Three projectors shine their lights—one red, one green, one blue—onto a projector screen and create a rectangle of imperfect white with orange, pink, and yellow shimmering at the edges in Aryen Hoekstra’s “Out of Focus”, one of the four installations on display at the Blackwood Gallery. The work reflects the way the body acts as a prism, producing coloured refractions when white light hits it.

Its image printed in the exhibition guide, “Out of Focus” reflects the exploration of race in art, which is the theme of Red, Green, Blue White. Curated by Johnson Ngo, the installations reflect a shift away from the Western tradition of using white as a symbol of purity and perfection, instead exploring the beauty of today’s ethnically diverse world.

In Golboo Amani and Manolo Lugo’s “Covergirl”, a three-hour performance which took place on the exhibition’s opening night last Wednesday, the artists concealed each other’s faces using all of the brand’s available foundation shades, from “ivory” to “tawny”, wiping their faces on white handkerchiefs between each hue. The handkerchiefs are pinned on the wall in the e|gallery, located in the CCT Building. All 12 hues are remarkably similar, missing any hues that would fit darker complexions.

On the next wall over is Kristina Lee Podesva’s “Brown Study Colour Line”. Podesva uses the printing process of layering cyan, magenta, yellow, and black (the CMYK of conventional printing) dots in her serigraph diptych to create brown. From a distance, the serigraph appears to be a stretch of brown patterning made of spots, like an animal print. As the viewer approaches, geometric circles are visible in the pattern. Up close, the viewer is able to make out the CMYK dots that make up the pattern. The overall effect is reminiscent of a Where’s Waldo scene, in which a viewer becomes aware of individual details making up the pattern by carefully studying the image.

In the middle of the Blackwood gallery space is Chun Hua Catherine Dong’s “Hourglass”. The plain, square, white table is laid with two sets of tweezers and thin paintbrushes, napkins, and small bowls of black paint set across from each other. In the middle of the table there are two large bowls, one filled with rice, the other empty.

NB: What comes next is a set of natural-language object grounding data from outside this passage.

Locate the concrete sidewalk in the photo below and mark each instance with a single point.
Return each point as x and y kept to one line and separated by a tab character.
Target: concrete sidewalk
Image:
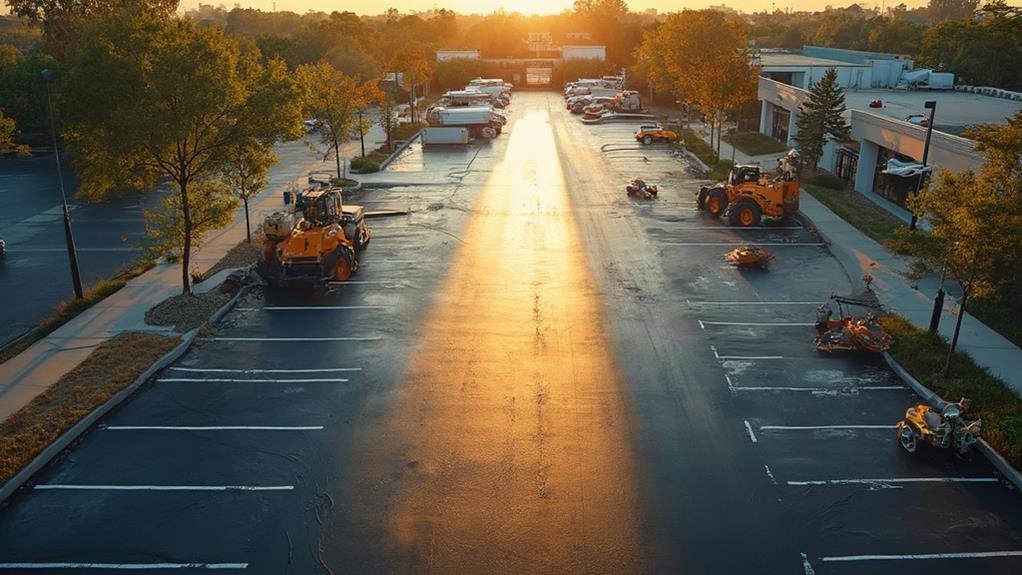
32	372
860	254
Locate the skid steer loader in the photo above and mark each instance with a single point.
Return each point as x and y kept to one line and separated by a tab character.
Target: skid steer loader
747	196
319	241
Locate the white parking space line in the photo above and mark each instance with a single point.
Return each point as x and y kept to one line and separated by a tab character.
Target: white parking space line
730	303
66	486
821	390
758	324
922	557
739	243
752	435
820	427
712	228
211	428
243	380
896	480
381	283
127	566
227	371
311	307
217	338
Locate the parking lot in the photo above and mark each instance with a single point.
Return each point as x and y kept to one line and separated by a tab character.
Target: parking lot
531	372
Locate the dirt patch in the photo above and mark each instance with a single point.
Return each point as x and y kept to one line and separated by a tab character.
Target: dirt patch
187	312
107	370
243	254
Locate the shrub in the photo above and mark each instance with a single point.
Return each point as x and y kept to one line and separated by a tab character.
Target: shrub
364	165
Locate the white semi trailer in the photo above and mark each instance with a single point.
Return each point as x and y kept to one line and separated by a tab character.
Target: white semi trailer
480	122
440	135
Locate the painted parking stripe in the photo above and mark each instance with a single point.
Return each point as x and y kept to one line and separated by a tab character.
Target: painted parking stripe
311	307
897	480
131	566
820	427
736	244
228	371
752	435
730	303
922	557
713	228
244	380
718	356
759	324
79	487
211	428
818	389
217	338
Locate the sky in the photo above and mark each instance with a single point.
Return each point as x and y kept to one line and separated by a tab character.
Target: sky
528	6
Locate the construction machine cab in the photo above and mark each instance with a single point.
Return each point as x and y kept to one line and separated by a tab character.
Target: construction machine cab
321	206
742	174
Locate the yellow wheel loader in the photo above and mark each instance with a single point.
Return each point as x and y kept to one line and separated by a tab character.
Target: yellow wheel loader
319	241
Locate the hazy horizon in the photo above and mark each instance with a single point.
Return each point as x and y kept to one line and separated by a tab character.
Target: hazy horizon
371	7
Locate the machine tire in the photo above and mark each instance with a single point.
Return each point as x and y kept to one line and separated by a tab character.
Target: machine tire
746	214
716	202
907	438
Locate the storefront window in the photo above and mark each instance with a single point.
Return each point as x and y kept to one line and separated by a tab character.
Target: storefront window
780	129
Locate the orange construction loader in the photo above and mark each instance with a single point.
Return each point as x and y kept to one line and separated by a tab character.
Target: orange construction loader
319	241
747	196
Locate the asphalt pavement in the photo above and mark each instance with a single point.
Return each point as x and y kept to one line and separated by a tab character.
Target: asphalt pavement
36	273
531	373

The interactive piece invites users to sit down and paint the individual grains of rice black before placing them in the second bowl.

“It’s very meditative,” says Sophia Luo, a second-year art history and French student. “You don’t realize how much blank space there is on such a small grain of rice.”

Dong’s piece acts as an interesting response to chromophobia, which David Batchelor describes as the fear of corruption through colour. Painting the rice makes it inedible, yet transforms it into an instrument of reflecting on and measuring time. The gallery hopes to fill the second bowl over the next three months.

Markedly absent from the exhibition are labels bearing the installations’ titles and the artists’ names. This gives the viewer an initial sense of ambiguity when viewing the art. Given the theme of race, the choice might have been made to avoid allowing any ethnic suggestions in the names to influence the viewer’s initial interpretation of the work. In total, there are eight pieces exhibited: three in the e|gallery, one outside on the Davis Building wall (visible from the Five-Minute Walk), and four installations in the Blackwood Gallery, located in the Kaneff Building.

 Red, Green, Blue White opened on September 18 and will run until December 1.